Ignoring a few ill-fated frat parties, I never really did the whole #college life. Don’t get me wrong, I cherish my few clear memories of the first month, but by my first midterm, I’d sworn off the sketchy basements and sloppy dudes for studying. Why waste my nights sipping watered-down drinks, tossing ping pong balls into Solo Cups, dodging that drunk guy with a mission, when my glamorous post-grad life glistened in the horizon?
Absent the option of faking sick when I felt like it, committing 40 hours per week to a cubicle wouldn’t necessarily be fun. But surely my newfound free time and financial security would afford me the weekend trips and longer vacations, guilt-free shopping, a Pinterest-worthy North Side apartment of my dreams.
Yes, as a college freshman scheduled for 10 class hours per week, I genuinely believed that a 40-hour work-week and daily commute would provide me more free time. Common sense, am I right?
Despite my older friends’ constant reminders to “enjoy it while you can” and corresponding complaints about office life, I clung steadfastly to my idealized vision of twenty-something life until studying abroad during my junior year. After finally enjoying the spontaneity of student life, wandering through European cities each weekend, I ventured off to Spain to spend Christmas with my older brothers and two family friends. In Madrid, we’d meet up with Kevin, another friend spending the year teaching English in Spain.

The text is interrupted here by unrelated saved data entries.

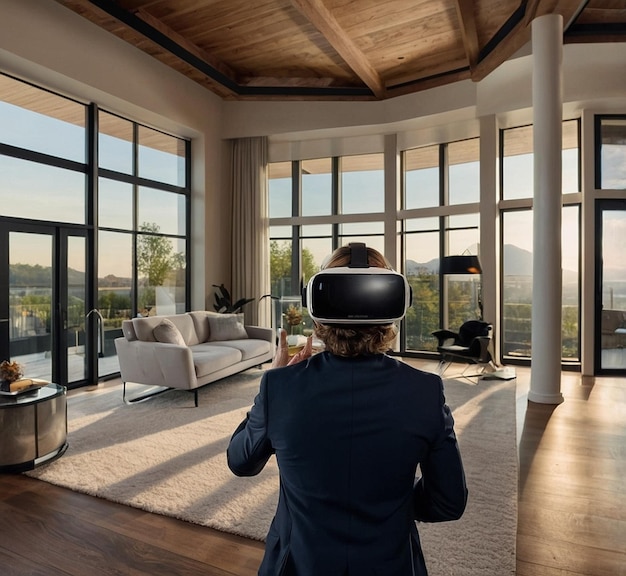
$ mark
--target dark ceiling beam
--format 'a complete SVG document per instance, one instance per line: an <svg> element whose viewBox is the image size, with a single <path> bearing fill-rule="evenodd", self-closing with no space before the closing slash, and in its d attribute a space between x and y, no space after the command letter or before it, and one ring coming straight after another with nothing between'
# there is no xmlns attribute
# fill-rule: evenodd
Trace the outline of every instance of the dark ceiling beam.
<svg viewBox="0 0 626 576"><path fill-rule="evenodd" d="M319 86L246 86L240 85L237 80L228 73L228 67L214 59L207 59L206 55L190 42L180 42L181 37L159 20L151 18L147 13L139 10L136 13L129 12L112 0L82 0L96 6L109 16L128 26L130 29L145 36L167 52L176 56L189 66L204 74L211 80L219 83L222 87L223 97L231 96L285 96L285 97L352 97L365 99L372 96L372 90L364 87L319 87Z"/></svg>
<svg viewBox="0 0 626 576"><path fill-rule="evenodd" d="M378 98L385 97L382 78L363 52L348 38L322 0L291 0L291 4L317 29L346 64Z"/></svg>
<svg viewBox="0 0 626 576"><path fill-rule="evenodd" d="M580 4L588 0L573 0L559 7L563 23L569 23L580 12ZM508 60L531 39L532 21L539 16L554 13L554 0L522 2L494 37L480 51L472 80L478 82Z"/></svg>
<svg viewBox="0 0 626 576"><path fill-rule="evenodd" d="M202 60L203 62L206 62L211 68L218 71L224 77L230 78L231 80L233 80L233 82L235 81L237 74L235 73L234 70L229 68L226 64L224 64L222 61L218 60L217 58L212 57L210 54L202 50L193 42L190 42L189 40L181 36L175 30L172 30L169 26L166 26L165 24L163 24L161 20L155 18L154 16L152 16L150 13L146 12L142 8L135 10L134 14L138 18L141 18L141 20L143 20L146 24L154 28L154 30L157 30L158 32L160 32L166 38L169 38L169 40L173 44L180 46L181 48L183 48L190 54L193 54L197 58L200 58L200 60Z"/></svg>

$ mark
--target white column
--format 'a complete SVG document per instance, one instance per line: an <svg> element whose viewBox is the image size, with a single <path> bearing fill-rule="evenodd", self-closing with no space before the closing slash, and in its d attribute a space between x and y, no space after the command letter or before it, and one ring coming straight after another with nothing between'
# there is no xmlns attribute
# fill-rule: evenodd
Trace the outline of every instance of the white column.
<svg viewBox="0 0 626 576"><path fill-rule="evenodd" d="M499 364L501 319L498 312L498 123L495 114L480 120L480 265L483 320L493 325L492 352Z"/></svg>
<svg viewBox="0 0 626 576"><path fill-rule="evenodd" d="M561 149L563 18L532 23L533 306L531 402L559 404L561 394Z"/></svg>

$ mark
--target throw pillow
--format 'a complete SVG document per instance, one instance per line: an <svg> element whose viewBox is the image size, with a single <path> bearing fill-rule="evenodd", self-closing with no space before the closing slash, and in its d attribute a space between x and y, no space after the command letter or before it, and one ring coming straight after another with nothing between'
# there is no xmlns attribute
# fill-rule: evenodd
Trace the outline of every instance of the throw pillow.
<svg viewBox="0 0 626 576"><path fill-rule="evenodd" d="M241 340L248 333L238 314L211 314L209 320L209 342L217 340Z"/></svg>
<svg viewBox="0 0 626 576"><path fill-rule="evenodd" d="M178 344L179 346L187 345L183 335L180 333L180 330L176 328L176 325L167 318L161 320L161 323L154 327L152 334L154 334L157 342L164 342L165 344Z"/></svg>

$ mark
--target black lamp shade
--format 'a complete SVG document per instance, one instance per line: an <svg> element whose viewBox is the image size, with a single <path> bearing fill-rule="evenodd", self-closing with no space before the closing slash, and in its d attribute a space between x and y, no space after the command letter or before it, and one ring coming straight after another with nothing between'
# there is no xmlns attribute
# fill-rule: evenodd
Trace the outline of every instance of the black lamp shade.
<svg viewBox="0 0 626 576"><path fill-rule="evenodd" d="M478 256L444 256L439 274L481 274Z"/></svg>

And less than a week with 4 20-somethings shattered my illusions of post-grad life. 5000 miles away from their desks, many of their conversations still cycled back to work. One brother had banked years of vacation days for this trip. Another had reshuffled weeks of projects. One of our family friends sacrificed a day in Madrid to answer work emails. Even during their “vacations”, their career consumed their consciousness in a way I’d never anticipated. On the opposite extreme was Kevin, the English teacher who despite his 700 euro monthly income, frequently expressed his reluctance to sacrifice his adventures through Croatia and Germany for some office job.
For the first time, I fully appreciated this existential conflict between my freedom and financial security. Despite my attempts at ignoring it, my school’s twice-daily emails about summer consulting internships forced the issue. Once I signed my life to Bain or Deloitte, my life would be enclosed by a corporate bubble, my social circle largely confined to my coworkers, my schedule controlled by my preferences, my life’s work constrained by “company needs.”

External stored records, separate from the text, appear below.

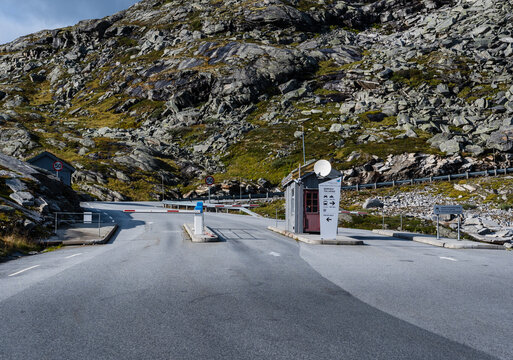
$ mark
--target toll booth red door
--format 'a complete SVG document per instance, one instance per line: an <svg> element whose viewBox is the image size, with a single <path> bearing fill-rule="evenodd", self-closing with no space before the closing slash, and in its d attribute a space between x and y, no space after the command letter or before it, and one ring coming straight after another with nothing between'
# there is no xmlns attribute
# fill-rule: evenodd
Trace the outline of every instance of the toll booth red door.
<svg viewBox="0 0 513 360"><path fill-rule="evenodd" d="M303 232L318 233L321 231L319 216L319 190L305 189L303 194Z"/></svg>

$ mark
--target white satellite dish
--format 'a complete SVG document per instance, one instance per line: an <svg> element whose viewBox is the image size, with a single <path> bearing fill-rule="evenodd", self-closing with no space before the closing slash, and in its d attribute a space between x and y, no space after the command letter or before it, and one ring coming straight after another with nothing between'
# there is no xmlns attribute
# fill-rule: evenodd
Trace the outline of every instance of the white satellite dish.
<svg viewBox="0 0 513 360"><path fill-rule="evenodd" d="M328 160L319 160L314 165L314 173L317 176L328 176L331 172L331 164Z"/></svg>

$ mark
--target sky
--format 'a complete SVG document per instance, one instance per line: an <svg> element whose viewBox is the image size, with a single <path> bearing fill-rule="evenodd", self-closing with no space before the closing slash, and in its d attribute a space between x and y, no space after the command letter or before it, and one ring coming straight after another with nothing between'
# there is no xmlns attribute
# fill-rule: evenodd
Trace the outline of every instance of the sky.
<svg viewBox="0 0 513 360"><path fill-rule="evenodd" d="M0 0L0 44L80 20L112 15L139 0Z"/></svg>

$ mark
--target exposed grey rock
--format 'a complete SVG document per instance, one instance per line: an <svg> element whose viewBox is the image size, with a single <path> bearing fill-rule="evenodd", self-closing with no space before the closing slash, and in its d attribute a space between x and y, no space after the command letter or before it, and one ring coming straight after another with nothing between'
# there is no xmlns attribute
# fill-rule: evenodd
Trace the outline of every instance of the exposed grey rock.
<svg viewBox="0 0 513 360"><path fill-rule="evenodd" d="M287 81L284 84L279 86L279 89L282 94L286 94L292 90L296 90L299 87L299 82L296 79L292 79Z"/></svg>
<svg viewBox="0 0 513 360"><path fill-rule="evenodd" d="M27 185L20 179L6 179L5 184L11 189L12 192L19 192L27 190Z"/></svg>
<svg viewBox="0 0 513 360"><path fill-rule="evenodd" d="M127 198L123 195L121 195L117 191L109 190L103 186L99 185L85 185L81 184L80 188L95 196L96 198L102 200L102 201L125 201Z"/></svg>
<svg viewBox="0 0 513 360"><path fill-rule="evenodd" d="M457 154L461 151L461 145L456 139L444 141L440 144L440 151L447 154Z"/></svg>
<svg viewBox="0 0 513 360"><path fill-rule="evenodd" d="M373 208L382 208L384 206L383 202L379 199L371 198L365 200L363 203L364 209L373 209Z"/></svg>
<svg viewBox="0 0 513 360"><path fill-rule="evenodd" d="M338 132L341 132L343 129L344 128L343 128L342 124L331 124L329 132L330 133L332 133L332 132L338 133Z"/></svg>
<svg viewBox="0 0 513 360"><path fill-rule="evenodd" d="M9 195L11 199L16 201L21 206L34 205L34 196L27 191L18 191Z"/></svg>
<svg viewBox="0 0 513 360"><path fill-rule="evenodd" d="M449 86L447 86L447 84L439 84L436 87L436 91L443 96L449 96L451 93L451 91L449 90Z"/></svg>
<svg viewBox="0 0 513 360"><path fill-rule="evenodd" d="M513 129L505 129L490 134L486 145L500 151L511 151L513 148Z"/></svg>

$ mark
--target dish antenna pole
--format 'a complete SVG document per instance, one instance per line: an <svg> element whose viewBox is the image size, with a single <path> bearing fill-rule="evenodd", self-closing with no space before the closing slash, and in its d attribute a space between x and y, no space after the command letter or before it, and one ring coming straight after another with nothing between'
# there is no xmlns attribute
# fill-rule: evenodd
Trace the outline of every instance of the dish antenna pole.
<svg viewBox="0 0 513 360"><path fill-rule="evenodd" d="M305 127L301 125L301 137L303 138L303 165L306 164L306 154L305 154Z"/></svg>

Terrified as I was, I took solace in my two remaining years of college. But college is its own equally oppressive bubble, as I realized upon coming home. Immediately, I began bumping against its boundaries, most obviously in the geographic sense. Compared to Dublin and Madrid, Chicago didn’t seem quite as cosmopolitan, to say nothing of Evanston or (dear god) Tinley Park. More importantly, studying abroad had reignited my passions for storytelling, photography, cultural history, international development, social advocacy, etc, none of which I could pursue further at Northwestern. Instead, my intellectual development was confined to the psychology major I’d chosen two years earlier. Ironically, succeeding in my unwanted classes required sidelining my real professional aspirations.

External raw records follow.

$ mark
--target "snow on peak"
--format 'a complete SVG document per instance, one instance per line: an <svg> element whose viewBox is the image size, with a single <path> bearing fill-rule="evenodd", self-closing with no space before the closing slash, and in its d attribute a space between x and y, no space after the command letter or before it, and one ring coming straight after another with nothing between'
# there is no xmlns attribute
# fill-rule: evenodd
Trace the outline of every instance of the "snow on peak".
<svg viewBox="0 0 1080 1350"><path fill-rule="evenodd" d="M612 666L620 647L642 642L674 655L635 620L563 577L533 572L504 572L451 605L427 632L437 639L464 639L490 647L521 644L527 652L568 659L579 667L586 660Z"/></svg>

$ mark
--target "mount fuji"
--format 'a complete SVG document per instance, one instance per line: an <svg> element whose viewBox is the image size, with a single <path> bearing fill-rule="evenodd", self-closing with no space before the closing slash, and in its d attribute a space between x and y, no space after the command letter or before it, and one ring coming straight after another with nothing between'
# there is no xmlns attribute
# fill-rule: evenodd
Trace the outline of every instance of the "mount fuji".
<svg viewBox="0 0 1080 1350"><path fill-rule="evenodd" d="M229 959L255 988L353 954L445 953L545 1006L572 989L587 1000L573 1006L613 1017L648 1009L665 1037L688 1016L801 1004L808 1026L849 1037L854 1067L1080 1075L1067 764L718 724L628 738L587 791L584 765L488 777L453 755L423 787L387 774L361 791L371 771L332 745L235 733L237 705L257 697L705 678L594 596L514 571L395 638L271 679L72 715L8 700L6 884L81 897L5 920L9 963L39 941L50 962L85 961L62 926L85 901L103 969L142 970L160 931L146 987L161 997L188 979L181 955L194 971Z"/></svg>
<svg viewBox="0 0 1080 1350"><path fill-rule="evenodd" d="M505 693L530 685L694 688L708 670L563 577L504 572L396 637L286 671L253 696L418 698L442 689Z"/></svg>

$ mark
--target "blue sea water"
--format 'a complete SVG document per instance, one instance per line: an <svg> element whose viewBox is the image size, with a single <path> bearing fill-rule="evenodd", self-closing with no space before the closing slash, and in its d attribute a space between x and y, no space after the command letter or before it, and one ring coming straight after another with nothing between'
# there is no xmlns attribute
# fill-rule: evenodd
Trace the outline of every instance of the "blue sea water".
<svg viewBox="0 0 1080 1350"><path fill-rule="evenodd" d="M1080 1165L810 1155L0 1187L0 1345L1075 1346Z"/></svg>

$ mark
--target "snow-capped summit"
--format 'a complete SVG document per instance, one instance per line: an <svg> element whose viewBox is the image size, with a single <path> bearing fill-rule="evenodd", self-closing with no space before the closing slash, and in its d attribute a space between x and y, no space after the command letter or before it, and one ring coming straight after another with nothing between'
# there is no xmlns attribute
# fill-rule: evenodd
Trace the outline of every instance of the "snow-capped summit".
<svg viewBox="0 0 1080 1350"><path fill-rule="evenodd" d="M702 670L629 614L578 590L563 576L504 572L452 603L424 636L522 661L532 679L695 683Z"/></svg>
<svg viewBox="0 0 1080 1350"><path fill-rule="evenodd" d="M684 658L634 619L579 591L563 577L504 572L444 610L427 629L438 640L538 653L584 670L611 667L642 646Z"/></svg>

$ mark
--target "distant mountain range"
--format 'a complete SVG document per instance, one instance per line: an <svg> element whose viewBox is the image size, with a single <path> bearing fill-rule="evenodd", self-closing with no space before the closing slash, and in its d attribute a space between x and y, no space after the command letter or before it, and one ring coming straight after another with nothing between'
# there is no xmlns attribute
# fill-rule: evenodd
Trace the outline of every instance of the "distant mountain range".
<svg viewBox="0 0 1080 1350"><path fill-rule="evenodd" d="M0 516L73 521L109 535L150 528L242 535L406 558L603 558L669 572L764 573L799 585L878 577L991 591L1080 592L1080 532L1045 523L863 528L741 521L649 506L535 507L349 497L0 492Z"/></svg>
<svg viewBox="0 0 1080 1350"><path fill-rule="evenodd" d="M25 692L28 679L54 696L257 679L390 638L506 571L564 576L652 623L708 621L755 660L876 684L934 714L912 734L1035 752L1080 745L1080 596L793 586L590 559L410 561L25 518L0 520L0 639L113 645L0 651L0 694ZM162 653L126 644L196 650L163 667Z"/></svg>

The Northwestern bubble may have sheltered me as an oblivious freshman, but it stifled me as an upperclassman. It suspended me in a perpetual state of preparation for a nebulous future after college. During my junior year internship, I’d assumed that I’d just exchange my college bubble for a corporate bubble, with micromanagers replacing professors and Excel replacing essays.
My current internship, though, has introduced me to a legion of female professionals, some my age or younger, combatting the corporate bubble. through freelancing, moonlighting, and starting their own companies Rather than entrust their career development to corporate needs, they’re creating their own experiences. Rather than placing their careers and creative pursuits at odds, they’re combining their professional skillsets and personal hobbies, and channeling them toward their self-generated vision.
Need some examples? There’s Emily Montayed and Lee Mayer, sisters who left business consulting to start their interior design enterprise. There’s Aliza Licht, who balances a fashion career with marketing work and her own self-empowerment empire. There’s Joanna Lau, who directs her financial expertise and fashion savviness toward Jemma, a line of handbags specially designed for work and play. There’s Abby Larson, the former PR pro behind wedding website Style Me Pretty and spinoff enterprise Style Me Pretty Living. There’s Caroline Ghosn, a former consultant who founded Levo League, a mentoring resource for Millennial women.
Far from surrendering to the corporate bubble, they’re bursting the bubble entirely. Their stories have inspired me to pursue my post-grad life with the same vigor. Magazine writing? Freelancing? A book or brand?
Absent college, corporate, or any kind of bubbles, the possibilities are endless.
And in the presence of such potential, how could I possibly fear post-grad life?